アイスランドは人口約40万人の小さな国ですが、国民の誇りはとても大きいです。国民の祝日や音楽・アートのフェスティバルが一年を通して開催され、特に夏はイベントが盛りだくさんです。

ショウマンナダーグリン(漁師の日)

6月のアイスランド、ショウマンナダーグリン(漁師の日)に漁船に乗る男性。海の男たちを称える祝日。6月のアイスランド、ショウマンナダーグリン(漁師の日)に漁船に乗る男性。海の男たちを称える祝日。

漁師の日は6月の第1日曜日に祝われる祝日です。アイスランドの歴史や文化、そして生き残りは長い間、漁業と漁師たちと深く結びついてきました。この「海の祭典」は週末を通して盛大に祝われます。

1938年に制定され、過去・現在問わず命をかけて海に出た勇敢なアイスランド人を称え、また海で命を落とした人々を追悼する日でもあります。

首都圏や全国の港町で熱心に祝われ、海辺の町にいるならぜひ港へ足を運び、地元のフェスティバルを体験してください。子ども向けのアクティビティも多く、家族で楽しめるイベントです。

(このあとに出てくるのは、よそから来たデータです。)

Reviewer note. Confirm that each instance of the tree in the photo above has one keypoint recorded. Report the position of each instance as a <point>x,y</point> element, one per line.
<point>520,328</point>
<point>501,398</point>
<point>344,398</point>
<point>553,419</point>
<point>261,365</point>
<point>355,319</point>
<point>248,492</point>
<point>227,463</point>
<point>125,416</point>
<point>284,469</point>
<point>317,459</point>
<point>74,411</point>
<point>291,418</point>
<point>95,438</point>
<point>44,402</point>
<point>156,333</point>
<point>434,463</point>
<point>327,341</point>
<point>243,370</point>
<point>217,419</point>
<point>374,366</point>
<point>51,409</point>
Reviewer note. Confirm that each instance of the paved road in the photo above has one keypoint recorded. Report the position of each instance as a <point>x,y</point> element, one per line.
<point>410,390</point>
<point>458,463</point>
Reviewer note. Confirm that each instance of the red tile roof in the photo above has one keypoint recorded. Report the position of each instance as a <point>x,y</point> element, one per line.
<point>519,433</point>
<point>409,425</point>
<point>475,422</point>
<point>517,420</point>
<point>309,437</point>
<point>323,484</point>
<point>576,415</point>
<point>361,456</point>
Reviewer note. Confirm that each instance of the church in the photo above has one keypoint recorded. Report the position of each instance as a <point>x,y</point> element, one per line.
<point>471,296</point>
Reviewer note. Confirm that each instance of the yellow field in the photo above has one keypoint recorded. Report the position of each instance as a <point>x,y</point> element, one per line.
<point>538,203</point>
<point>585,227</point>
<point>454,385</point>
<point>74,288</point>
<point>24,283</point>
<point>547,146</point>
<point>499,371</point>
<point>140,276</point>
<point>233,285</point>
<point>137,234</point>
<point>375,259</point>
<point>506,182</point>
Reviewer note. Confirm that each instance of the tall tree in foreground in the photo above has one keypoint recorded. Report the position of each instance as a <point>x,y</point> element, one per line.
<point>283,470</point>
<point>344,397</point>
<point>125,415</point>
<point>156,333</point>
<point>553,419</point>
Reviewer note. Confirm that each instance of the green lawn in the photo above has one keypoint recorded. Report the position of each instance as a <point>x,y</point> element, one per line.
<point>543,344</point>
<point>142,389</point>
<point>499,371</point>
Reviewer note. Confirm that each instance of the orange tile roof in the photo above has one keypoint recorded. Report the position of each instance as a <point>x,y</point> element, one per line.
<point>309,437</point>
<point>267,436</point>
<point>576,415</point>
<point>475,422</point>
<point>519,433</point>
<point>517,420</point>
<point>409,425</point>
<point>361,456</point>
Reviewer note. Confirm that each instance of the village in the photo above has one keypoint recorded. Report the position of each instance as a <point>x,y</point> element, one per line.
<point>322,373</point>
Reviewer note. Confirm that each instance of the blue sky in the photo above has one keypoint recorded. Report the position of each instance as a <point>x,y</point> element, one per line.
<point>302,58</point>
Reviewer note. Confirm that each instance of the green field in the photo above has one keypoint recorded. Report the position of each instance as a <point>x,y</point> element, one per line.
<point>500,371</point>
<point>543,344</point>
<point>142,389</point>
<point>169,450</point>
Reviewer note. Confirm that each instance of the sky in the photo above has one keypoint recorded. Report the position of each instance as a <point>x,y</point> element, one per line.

レイキャビクでこの祝日を過ごすなら、かつての魚の加工地区で今はおしゃれなエリアとなったグランディ(中心部から約2.4km)を訪れてみてください。

レイキャビクの多くの博物館、特にレイキャビク海洋博物館では無料の文化イベントが開催されます。レストランでは特製シーフードスープが提供され、屋台ではシーフードグルメも楽しめます。漁師が魚や深海の珍しい生き物を氷に乗せる様子も見学できます。

アイスランド独立記念日(6月17日)

6月のアイスランド独立記念日、レイキャビクのハットルグリムス教会前でアイスランド国旗がはためく様子。6月のアイスランド独立記念日、レイキャビクのハットルグリムス教会前でアイスランド国旗がはためく様子。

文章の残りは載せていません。